Se a produção americana de etanol tivesse se mantido nos níveis de 2004, sugere o estudo do ICTSD, os preços do milho em 2009 seriam aproximadamente 21% inferiores aos registrados. No período, os preços da commodity mais do que triplicaram em meio ao crescimento não só dos biocombustíveis, mas da demanda por alimentos nos países em desenvolvimento. O enfraquecimento do dólar e os crescentes fluxos de capital especulativo para os mercados futuros de commodities também contribuíram para a guinada nas cotações.

Embora tenham caído quase 12% na última semana, os preços futuros do milho negociado na bolsa de Chicago dispararam cerca de 85% nos últimos 12 meses.

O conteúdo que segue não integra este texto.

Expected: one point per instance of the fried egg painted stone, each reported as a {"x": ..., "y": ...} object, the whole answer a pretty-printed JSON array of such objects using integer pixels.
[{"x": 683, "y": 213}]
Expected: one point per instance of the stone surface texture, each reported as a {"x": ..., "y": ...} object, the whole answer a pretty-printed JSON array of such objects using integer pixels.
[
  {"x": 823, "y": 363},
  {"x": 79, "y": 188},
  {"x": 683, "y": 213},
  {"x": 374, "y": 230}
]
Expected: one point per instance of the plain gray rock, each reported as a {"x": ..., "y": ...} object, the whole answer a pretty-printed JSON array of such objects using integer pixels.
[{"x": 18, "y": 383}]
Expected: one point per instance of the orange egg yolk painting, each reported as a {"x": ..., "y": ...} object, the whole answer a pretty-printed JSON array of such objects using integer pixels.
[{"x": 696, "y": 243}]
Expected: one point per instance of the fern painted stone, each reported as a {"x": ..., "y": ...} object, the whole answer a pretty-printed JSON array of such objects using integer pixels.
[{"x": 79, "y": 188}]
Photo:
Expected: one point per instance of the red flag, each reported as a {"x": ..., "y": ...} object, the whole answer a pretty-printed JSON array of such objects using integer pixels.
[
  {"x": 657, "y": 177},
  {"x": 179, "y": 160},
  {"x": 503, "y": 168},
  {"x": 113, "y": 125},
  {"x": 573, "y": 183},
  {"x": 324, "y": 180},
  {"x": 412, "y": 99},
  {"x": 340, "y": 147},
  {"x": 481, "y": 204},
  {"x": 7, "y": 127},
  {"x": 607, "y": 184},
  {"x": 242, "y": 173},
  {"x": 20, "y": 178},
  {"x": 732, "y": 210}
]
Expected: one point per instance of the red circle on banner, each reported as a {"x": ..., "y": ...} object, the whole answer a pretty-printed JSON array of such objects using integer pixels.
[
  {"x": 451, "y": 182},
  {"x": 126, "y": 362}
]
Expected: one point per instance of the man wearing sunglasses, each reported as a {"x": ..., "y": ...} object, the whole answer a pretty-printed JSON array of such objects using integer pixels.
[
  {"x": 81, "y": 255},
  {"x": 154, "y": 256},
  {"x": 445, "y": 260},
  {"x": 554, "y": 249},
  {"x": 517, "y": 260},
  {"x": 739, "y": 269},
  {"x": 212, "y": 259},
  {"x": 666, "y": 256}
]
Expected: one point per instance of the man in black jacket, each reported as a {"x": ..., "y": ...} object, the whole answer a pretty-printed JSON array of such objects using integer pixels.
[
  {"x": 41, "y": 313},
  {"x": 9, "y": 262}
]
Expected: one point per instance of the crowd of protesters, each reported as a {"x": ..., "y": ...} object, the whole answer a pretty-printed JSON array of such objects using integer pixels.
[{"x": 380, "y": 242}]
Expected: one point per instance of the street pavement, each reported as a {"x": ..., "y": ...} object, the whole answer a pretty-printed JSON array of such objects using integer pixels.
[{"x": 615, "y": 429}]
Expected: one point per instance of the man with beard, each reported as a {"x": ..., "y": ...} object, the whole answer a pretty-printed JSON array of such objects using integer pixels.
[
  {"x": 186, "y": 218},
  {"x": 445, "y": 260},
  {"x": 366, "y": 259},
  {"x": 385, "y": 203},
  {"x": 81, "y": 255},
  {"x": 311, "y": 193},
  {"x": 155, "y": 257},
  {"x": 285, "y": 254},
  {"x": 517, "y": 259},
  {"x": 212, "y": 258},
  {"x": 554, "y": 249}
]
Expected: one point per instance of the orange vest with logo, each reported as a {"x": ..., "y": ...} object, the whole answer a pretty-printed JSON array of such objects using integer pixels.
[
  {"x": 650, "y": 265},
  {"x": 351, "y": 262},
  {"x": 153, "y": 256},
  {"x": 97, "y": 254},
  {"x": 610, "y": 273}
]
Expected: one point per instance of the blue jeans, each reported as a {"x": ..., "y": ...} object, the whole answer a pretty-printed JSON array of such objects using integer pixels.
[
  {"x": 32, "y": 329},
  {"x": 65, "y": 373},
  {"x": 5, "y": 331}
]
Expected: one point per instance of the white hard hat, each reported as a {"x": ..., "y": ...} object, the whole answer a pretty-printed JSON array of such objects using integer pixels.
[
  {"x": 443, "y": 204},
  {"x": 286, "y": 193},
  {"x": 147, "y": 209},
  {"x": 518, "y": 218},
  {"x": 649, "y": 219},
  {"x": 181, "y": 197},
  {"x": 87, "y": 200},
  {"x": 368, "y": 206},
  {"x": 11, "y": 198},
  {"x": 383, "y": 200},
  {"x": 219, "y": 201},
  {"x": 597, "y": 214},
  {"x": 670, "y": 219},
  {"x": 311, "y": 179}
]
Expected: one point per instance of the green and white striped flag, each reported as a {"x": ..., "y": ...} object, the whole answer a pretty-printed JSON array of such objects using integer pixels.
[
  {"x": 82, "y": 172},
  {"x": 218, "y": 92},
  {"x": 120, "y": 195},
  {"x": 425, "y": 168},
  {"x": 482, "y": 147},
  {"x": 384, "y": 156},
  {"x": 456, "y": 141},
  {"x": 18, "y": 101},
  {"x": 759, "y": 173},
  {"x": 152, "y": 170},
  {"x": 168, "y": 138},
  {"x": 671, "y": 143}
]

No dia 9, alcançaram um dos maiores patamares da história depois que o USDA reduziu em 22% sua projeção para os estoques locais de passagem da safra 2011/12. O volume previsto é o menor em 15 anos.

O ajuste reflete o impacto das severas chuvas sobre as áreas de cultivo, especialmente no Estado de Ohio. Os estoques globais também foram reduzidos, em 13%, para o menor nível em cinco anos – em grande parte, resultado do aumento do consumo na China. No Brasil, a colheita da safra de inverno está atrasada, resultado do atraso no plantio. De acordo com boletim divulgado ontem pela consultoria Céleres, apenas 2,5% das lavouras foram colhidas até a última sexta-feira, ante 9,7% no mesmo período de 2010.

A preocupação com o nível e a volatilidade dos preços agrícolas deve dominar a pauta dos ministros de agricultura do G-20, que se reúnem em Paris a partir de quarta-feira (22).